An archive reflects the sensibilities of the people who contributed to its accumulation. When I examine the typically almost all-White exhibition and publication histories of the majority of Settler cultural institutions across this country, I know we can attribute their archives’ overwhelming Whiteness to their historically almost all-White curatorial or editorial teams. If an institution’s decision makers were most likely all White, then how could its archive be anything but almost all White, too?
They say that the archive is designated as a repository, as a witness, as a form of documented memory. An archive is supposed to inform the future by helping us learn from the past. Some of us might take the archive as fact. Some of us might take archive-making as neutral, unbiased and apolitical. But for those of us who must insist on being written into the record, who don’t take for granted that our contributions will be acknowledged and rewarded and remembered, the archive serves a different function. An archive serves to remind us of those who came before us, who asked the same questions, who survived similar violences.
The erasure of Malik’s work from the record of cultural production is tragic. While Malik doesn’t represent anyone but herself, and her story shouldn’t be abstracted into the symbolic, I can’t help but think: how many other artists have the narrative of art history erased in so-called Canada? This erasure reveals the confluence of the many mechanisms of history-making and the long-term consequences of institutional White supremacy. It reveals how something as routine as a jurying process dominated by an inner circle of White people determines who is worthy of getting archived, publicized, historicized, and remembered—and who is not.
Mehra’s alienating encounter with this archive—that’s exclusionary by design—reminded me of my own. During the time I worked for two major Canadian contemporary art magazines, I examined their back issues. I hardly encountered work like Malik’s—to say nothing of the scores of artists whose work these magazines mostly didn’t acknowledge until recent years. When I looked through decades of their mastheads, I also couldn’t find much evidence of my predecessors’ existence.
If I don’t see that someone like me survived before me, how am I to believe that survival—let alone anything beyond—is possible for me? When the record of cultural production severs us from our predecessors, and someone like me sifts through it, I am led to believe its false tales: that no one was here before me. This is just one explanation for the current obsession with firsts; this amnesia is one of the many insidious ways that Settler cultural institutions enable and perpetuate White supremacy.

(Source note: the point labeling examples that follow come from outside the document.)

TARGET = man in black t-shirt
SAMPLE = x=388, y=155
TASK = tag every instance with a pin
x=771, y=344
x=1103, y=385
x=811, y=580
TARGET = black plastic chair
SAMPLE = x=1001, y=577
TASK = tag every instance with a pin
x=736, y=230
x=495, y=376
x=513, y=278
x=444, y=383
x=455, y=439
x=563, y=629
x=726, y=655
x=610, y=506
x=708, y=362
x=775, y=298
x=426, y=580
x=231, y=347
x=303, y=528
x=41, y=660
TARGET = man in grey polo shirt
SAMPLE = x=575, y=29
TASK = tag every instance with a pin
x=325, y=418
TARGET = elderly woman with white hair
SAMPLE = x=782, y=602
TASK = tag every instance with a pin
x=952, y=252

When we’re alienated from traces of the people before us who survived, we have no blueprints for our own survival. When we’re severed from traces of those who came before us, when we know that those we see in the record now are the ones who resisted erasure from it, we can’t imagine how the record could ever acknowledge our own work. It’s only fitting that Mehra’s response to CFAT’s invitation was to extend it to make space for Malik as one of her predecessors.